Manny Anton: Did they make any particular comments in terms of sub-sectors, any one over another?
Winston Sammut: Again, look, in terms of the property subsectors, there's still a question mark about office, about [if] industrial is still okay. Retail is okay. And of course, anything's that got to do with data center is positive. And that sort of helps stocks like Goodman Group, that have indicated that they're looking to getting into the sector in, in a reasonably big way.
Manny Anton: Right! Now, moving on. We've decided to start a new a new segment to our weekly chat. What we are going to do is add a new segment which will discuss a stock of the week. So it won't be a recommendation. It's purely for informative purposes, but every week Winston will highlight a particular stock and, give us a little bit of information and color, around the stock itself, what it is exposed to, what the key drivers would be to it, etc. But again, to be clear, not a recommendation from us to buy or sell a stock, which is not what we do. So, Winston, what's the first the very first stock of the week?
Winston Sammut: The first stock of the week is, Ram Essential Services. The code is REP. It's market cap's about $310 million, and it's primarily exposed to retail, but not discretionary retail. They own neighborhood shopping centers, as well as some medical assets. And medical assets are slowly getting a lot of attention from investors. So from that perspective, it's exposed to some property subsectors that are doing well at the moment. Non-discretionary retail is doing well, and medical centers are in demand.
The stock is currently around the 60 – 62 cents. It's got an NTA of $0.92. So it's trading at about a 30% discount to NTA, but it's yielding above, 9%. 9.2%. It's paying a 1.4% distribution each quarter. So it's, it's paying 5.6 cents for the year, and there's very little risk to that distribution, going forward. So it's quite an attractive yield.
Now, is it possible that there might be some corporate activity? There may well be, but it's not the right time at the moment for corporate activity in terms of some of the biggest stocks, taking out a vehicle like RAM. We need to see different metrics in terms of interest rates being, lower. We need to see, the REIT's gearing levels maintained at around that 30% level. But it's it is an attractive stock, at current levels. And I'm just highlighting the fact that it's in those sectors for some subsectors that are in demand at the moment.
Manny Anton: Okay, great. That's our very first stock of the week. So, looking forward then to next week, as usual, anything we need to be aware of, anything big? Any big announcements in property land that we need to be aware of?

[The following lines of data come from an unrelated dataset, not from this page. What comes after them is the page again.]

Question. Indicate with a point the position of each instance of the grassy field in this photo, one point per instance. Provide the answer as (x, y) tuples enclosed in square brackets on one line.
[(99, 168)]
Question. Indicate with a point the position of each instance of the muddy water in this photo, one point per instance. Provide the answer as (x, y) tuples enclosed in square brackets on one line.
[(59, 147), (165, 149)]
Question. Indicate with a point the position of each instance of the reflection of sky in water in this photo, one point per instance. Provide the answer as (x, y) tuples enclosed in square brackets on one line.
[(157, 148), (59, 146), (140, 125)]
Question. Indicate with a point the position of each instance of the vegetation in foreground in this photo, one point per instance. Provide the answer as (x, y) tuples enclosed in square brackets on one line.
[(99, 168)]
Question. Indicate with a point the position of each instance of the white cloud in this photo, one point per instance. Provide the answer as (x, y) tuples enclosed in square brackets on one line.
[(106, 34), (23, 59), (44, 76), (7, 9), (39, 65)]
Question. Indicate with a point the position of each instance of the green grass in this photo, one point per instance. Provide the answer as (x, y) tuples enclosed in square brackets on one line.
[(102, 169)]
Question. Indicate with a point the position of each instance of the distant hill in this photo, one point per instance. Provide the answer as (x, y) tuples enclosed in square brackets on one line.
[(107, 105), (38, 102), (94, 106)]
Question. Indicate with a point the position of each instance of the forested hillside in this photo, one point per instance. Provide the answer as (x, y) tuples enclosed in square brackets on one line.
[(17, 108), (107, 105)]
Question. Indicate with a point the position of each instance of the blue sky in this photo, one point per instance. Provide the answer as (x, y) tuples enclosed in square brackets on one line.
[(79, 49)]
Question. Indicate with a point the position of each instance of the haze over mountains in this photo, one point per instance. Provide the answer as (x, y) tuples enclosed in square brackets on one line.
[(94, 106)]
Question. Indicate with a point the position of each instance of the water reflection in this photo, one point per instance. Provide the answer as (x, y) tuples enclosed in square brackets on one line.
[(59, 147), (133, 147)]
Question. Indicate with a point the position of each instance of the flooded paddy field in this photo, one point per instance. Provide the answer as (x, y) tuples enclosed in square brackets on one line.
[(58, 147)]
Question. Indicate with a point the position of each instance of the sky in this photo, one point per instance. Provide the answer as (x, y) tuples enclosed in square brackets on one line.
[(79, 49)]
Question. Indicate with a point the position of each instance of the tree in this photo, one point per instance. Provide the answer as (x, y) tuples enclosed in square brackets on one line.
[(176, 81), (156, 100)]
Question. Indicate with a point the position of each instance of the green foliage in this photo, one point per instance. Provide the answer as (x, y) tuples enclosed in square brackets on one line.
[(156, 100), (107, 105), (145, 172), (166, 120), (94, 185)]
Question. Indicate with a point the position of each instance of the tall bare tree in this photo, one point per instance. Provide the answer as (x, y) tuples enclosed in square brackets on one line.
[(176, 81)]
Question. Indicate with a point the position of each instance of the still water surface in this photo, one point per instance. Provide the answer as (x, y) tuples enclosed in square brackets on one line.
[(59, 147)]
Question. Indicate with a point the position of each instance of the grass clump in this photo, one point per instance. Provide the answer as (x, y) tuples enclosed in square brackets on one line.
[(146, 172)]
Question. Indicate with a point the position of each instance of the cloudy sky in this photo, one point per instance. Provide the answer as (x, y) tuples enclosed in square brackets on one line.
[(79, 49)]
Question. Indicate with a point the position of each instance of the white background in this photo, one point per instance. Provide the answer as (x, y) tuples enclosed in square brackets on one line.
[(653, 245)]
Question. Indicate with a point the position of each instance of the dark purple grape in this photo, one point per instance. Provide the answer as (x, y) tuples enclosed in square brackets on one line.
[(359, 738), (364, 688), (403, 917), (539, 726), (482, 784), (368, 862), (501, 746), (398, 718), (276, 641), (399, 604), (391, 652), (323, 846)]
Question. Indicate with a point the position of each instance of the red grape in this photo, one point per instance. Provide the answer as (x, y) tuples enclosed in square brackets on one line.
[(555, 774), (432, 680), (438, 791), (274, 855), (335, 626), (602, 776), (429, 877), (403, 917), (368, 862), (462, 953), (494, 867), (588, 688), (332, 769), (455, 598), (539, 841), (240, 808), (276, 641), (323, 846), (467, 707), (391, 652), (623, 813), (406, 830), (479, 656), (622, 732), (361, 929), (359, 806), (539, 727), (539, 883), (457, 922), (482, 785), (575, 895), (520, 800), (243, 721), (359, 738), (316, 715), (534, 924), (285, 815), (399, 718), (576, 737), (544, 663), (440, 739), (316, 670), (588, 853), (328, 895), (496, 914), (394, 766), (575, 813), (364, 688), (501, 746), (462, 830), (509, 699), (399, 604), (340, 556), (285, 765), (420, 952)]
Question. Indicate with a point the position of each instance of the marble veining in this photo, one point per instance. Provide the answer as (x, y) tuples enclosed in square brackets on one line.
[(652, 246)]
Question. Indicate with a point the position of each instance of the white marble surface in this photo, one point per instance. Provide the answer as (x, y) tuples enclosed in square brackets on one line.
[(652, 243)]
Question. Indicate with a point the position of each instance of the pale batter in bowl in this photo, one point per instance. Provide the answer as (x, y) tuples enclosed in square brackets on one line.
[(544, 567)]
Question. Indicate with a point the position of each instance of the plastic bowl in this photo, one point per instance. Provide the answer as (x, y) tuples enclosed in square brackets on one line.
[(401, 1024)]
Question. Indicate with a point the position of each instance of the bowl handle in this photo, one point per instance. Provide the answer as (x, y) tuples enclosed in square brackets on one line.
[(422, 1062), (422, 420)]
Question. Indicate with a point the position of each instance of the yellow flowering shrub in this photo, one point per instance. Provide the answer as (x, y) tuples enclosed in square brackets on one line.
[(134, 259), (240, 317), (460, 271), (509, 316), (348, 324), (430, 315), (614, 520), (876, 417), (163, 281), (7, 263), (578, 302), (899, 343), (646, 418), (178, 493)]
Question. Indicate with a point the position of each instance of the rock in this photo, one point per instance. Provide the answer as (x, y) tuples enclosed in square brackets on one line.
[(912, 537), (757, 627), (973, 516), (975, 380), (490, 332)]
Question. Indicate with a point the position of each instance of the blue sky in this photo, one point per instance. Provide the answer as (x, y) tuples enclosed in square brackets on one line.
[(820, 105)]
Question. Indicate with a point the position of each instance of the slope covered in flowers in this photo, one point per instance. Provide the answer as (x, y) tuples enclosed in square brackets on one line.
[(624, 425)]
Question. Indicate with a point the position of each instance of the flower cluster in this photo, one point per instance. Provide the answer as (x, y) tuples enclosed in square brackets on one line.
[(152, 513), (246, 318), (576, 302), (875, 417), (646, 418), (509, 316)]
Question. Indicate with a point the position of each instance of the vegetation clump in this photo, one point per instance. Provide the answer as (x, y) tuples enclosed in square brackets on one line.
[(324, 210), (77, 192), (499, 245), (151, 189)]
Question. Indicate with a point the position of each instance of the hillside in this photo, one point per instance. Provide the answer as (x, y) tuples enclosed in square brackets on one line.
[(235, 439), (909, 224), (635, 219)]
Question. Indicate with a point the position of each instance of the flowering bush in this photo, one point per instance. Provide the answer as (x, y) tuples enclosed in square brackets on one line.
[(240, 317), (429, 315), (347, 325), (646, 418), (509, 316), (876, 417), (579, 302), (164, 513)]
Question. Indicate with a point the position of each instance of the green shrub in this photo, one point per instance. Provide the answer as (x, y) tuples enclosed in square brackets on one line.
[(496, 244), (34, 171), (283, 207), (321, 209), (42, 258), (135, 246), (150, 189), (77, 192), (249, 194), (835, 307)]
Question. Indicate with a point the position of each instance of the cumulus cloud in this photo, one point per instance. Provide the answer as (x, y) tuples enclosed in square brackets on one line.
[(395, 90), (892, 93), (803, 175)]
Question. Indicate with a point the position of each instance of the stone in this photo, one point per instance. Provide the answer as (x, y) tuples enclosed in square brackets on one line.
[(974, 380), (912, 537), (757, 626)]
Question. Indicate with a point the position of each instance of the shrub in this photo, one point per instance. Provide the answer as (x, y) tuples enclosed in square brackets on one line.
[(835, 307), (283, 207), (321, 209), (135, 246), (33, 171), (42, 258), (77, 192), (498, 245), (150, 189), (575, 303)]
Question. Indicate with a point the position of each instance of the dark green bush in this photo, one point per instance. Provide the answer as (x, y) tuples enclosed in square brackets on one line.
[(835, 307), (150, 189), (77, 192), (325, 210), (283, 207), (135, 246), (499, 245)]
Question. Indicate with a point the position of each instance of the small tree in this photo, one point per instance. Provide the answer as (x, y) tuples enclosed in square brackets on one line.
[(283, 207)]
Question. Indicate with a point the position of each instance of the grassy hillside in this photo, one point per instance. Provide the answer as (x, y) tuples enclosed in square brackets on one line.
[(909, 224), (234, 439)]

Winston Sammut: Well, being mindful of the fact that we're very close to the results coming out, early in October. Stocks are in blackout mode. So we're getting very limited news, in terms of how stocks are performing and how they're looking at things at the moment. Management will will come out when the results come out and make statements appropriately. So very quiet at the moment, in the meantime.
Manny Anton: Winston, that was fantastic. Thank you for your time and your insights today, as always.
Winston Sammut: Pleasure. Thank you.
Manny Anton: And, that will be it. We will be back with another edition of Winston's Weekly next Friday. And until then, have a great day and a great week.
Disclaimer: Sequoia Financial Group (ASX:SEQ), the parent company of Finance News Network, owns a 20 per cent interest in Euree Asset Management.